MLA, 13th Legislative Assembly
- Incumbent
- Assumed office 1996-2002
- Constituency: Shahganj

Personal details
- Born: 13 January 1957 (age 69) Jaunpur district
- Party: Bharatiya Janata Party
- Spouse: Smt. Asha Sonkar (wife)
- Children: 2 son, 2 daughter
- Parent: Late Shri Rajaram Sonkar (father)
- Education: BA, LLB
- Occupation: Politician
- Profession: Farmer & politician

= Banke Lal Sonkar =

Indian politician

Banke Lal Sonkar is an Indian politician and a member of the 13th Legislative Assembly of Uttar Pradesh.
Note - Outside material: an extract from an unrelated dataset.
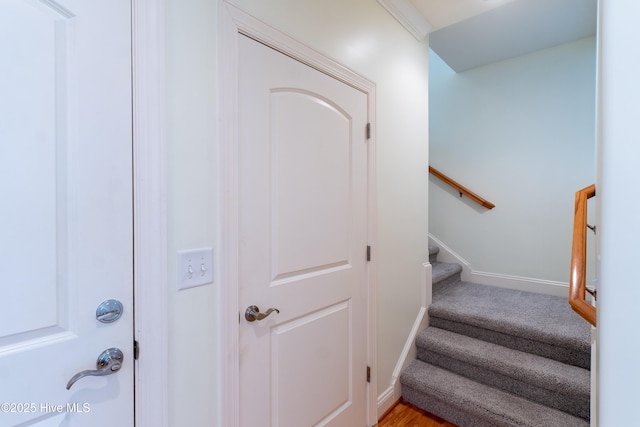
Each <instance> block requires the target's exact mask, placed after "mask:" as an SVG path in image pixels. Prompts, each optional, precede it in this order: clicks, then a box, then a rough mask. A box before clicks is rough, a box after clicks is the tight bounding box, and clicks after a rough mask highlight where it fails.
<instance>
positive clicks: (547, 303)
mask: <svg viewBox="0 0 640 427" xmlns="http://www.w3.org/2000/svg"><path fill="white" fill-rule="evenodd" d="M430 260H431V263H432V265H433V282H434V292H433V304H432V305H431V306H430V307H429V315H430V325H431V326H430V327H429V328H427V329H426V330H424V331H422V332H421V333H420V334H419V335H418V337H417V338H416V346H417V349H418V359H419V360H417V361H415V362H414V363H413V364H412V365H411V366H410V367H409V368H407V369H406V370H405V371H404V372H403V373H402V375H401V384H402V395H403V398H404V399H405V400H407V401H408V402H410V403H412V404H414V405H416V406H418V407H421V408H423V409H425V410H427V411H429V412H432V413H434V414H436V415H438V416H440V417H442V418H444V419H447V420H449V421H451V422H453V423H456V424H458V425H460V426H549V427H553V426H567V427H568V426H582V425H588V420H589V405H590V402H589V394H590V390H589V386H590V372H589V371H588V368H589V366H590V333H591V332H590V326H589V325H588V324H587V323H586V322H585V321H583V320H582V319H581V318H580V317H579V316H577V315H576V314H575V313H574V312H573V311H572V310H571V309H570V307H569V304H568V303H567V300H566V298H557V297H551V296H547V295H540V294H533V293H529V292H521V291H515V290H510V289H504V288H497V287H491V286H484V285H478V284H473V283H466V282H462V281H461V280H460V271H461V267H460V266H459V265H457V264H446V263H441V262H438V261H437V248H430Z"/></svg>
He represents the Shahganj constituency of Uttar Pradesh and is a member of the Bhartiya Janata Party political party.

== Early life and education ==
Banke Lal Sonkar was born in Jaunpur district. He is educated until a Bachelor of Arts (BA) degree, and then completed a Bachelor of Law (LLB) degree.

== Political career ==
Banke Lal Sonkar has been an MLA for one term. He represented the Shahganj constituency and is a member of the Bhartiya Janata Party political party. He is the Vice President in BJP SC Morcha in Uttar Pradesh.